Daily Fellow Routines
To attain competency in cardiology and to continue that competency for the duration of a career, fellows must practice routine and effective skills for independent learning during training. Passive reading and reviewing content for hours rarely translates to significant retention. Fellows should be encouraged to find ways to make content and concepts stick. Thus, educators should deliberately discuss and model practices that lead to effective learning. As noted, the simple kinesthetic activity of using a pen and paper to write down learning points activates multiple sensory pathways, allowing for increased likelihood of retention.26, 29 Educators should write things down when encountering new content and ask fellows to do the same.
If facilitating board preparation sessions, educators should integrate multiple areas of cardiology rather than covering a single topic. This incorporates the concept of interleaving. When planning noon conferences and grand rounds schedules, revisit topics frequently to allow for spaced repetition. Before revisiting topics, fellows should be encouraged to recall what has been previously taught on the topic, fostering retrieval practice. This can be done both in group sessions and at home when the fellow is independently studying. Finally, fellows should be inspired to climb Bloom’s taxonomy pyramid regarding the content being learned (Figure 2). Evaluation and creation of cardiology concepts are the primary goals for fellows during training.
Educator tip: Form habits that make concepts stick.
As the fields of cardiology and education science evolve, informed and inventive educators need to be at the helm of cardiology training. Advances in the science of learning provide a wealth of opportunity to enhance education during cardiology fellowship. When education is done well, the acquisition of cardiac knowledge is more consistent and efficient, benefitting not only fellows but also our patients.

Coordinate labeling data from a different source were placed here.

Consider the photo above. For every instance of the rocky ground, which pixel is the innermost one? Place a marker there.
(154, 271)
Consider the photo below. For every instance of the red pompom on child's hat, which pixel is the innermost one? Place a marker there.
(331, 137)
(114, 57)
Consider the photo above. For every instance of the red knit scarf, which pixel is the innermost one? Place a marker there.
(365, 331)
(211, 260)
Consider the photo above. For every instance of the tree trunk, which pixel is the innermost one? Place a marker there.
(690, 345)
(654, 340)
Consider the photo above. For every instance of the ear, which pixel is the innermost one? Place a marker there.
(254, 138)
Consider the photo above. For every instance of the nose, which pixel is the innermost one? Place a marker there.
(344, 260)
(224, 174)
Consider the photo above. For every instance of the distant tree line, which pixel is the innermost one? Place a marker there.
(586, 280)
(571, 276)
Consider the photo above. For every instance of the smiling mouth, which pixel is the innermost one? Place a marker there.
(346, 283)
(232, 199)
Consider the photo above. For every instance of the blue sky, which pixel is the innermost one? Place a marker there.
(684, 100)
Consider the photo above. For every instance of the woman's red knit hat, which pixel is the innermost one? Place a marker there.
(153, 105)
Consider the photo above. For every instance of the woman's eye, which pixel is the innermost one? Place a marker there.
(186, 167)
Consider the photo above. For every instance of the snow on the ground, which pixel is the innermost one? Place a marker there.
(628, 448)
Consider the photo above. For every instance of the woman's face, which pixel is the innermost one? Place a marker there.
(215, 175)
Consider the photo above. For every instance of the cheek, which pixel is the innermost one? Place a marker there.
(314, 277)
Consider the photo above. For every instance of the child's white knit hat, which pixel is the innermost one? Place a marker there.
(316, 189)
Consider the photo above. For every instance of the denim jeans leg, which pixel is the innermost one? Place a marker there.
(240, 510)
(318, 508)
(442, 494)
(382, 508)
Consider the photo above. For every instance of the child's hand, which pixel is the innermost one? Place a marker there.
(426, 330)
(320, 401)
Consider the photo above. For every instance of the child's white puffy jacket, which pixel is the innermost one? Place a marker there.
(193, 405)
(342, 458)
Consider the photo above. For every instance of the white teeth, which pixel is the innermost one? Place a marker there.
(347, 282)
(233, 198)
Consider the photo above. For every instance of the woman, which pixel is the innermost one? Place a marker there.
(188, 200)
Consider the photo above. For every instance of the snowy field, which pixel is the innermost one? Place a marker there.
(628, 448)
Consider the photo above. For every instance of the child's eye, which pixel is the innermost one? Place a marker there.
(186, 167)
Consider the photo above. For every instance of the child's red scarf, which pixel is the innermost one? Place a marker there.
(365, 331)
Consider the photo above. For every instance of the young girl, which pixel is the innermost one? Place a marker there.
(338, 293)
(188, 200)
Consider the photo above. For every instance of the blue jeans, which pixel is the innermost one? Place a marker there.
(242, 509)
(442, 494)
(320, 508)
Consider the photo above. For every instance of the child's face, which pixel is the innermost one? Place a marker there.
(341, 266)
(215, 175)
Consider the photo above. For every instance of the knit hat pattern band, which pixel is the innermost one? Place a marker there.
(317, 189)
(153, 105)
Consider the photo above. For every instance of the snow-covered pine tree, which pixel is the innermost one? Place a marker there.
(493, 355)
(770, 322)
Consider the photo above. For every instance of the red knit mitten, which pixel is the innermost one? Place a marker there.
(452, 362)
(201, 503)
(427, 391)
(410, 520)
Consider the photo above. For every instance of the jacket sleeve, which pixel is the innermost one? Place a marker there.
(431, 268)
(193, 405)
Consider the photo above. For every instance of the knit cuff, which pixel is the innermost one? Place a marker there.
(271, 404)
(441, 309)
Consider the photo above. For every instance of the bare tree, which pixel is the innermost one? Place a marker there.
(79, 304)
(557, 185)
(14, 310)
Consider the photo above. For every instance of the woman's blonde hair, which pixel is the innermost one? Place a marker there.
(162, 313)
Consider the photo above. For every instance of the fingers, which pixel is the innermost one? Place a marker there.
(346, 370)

- Advances in understanding the neurobiology of learning provide foundational structure for adult learning theories.
- The principles of adult learning theory should guide education of all learners in all contexts during cardiovascular fellowship.
- The art of education is in the application of the science of adult learning.
- A supportive learning environment and metacognition are required when optimizing learning outcomes.
- Multiple opportunities exist to optimize education in cardiology fellowship, including during conferences, on rounds, when teaching new skills, and when structuring independent learning.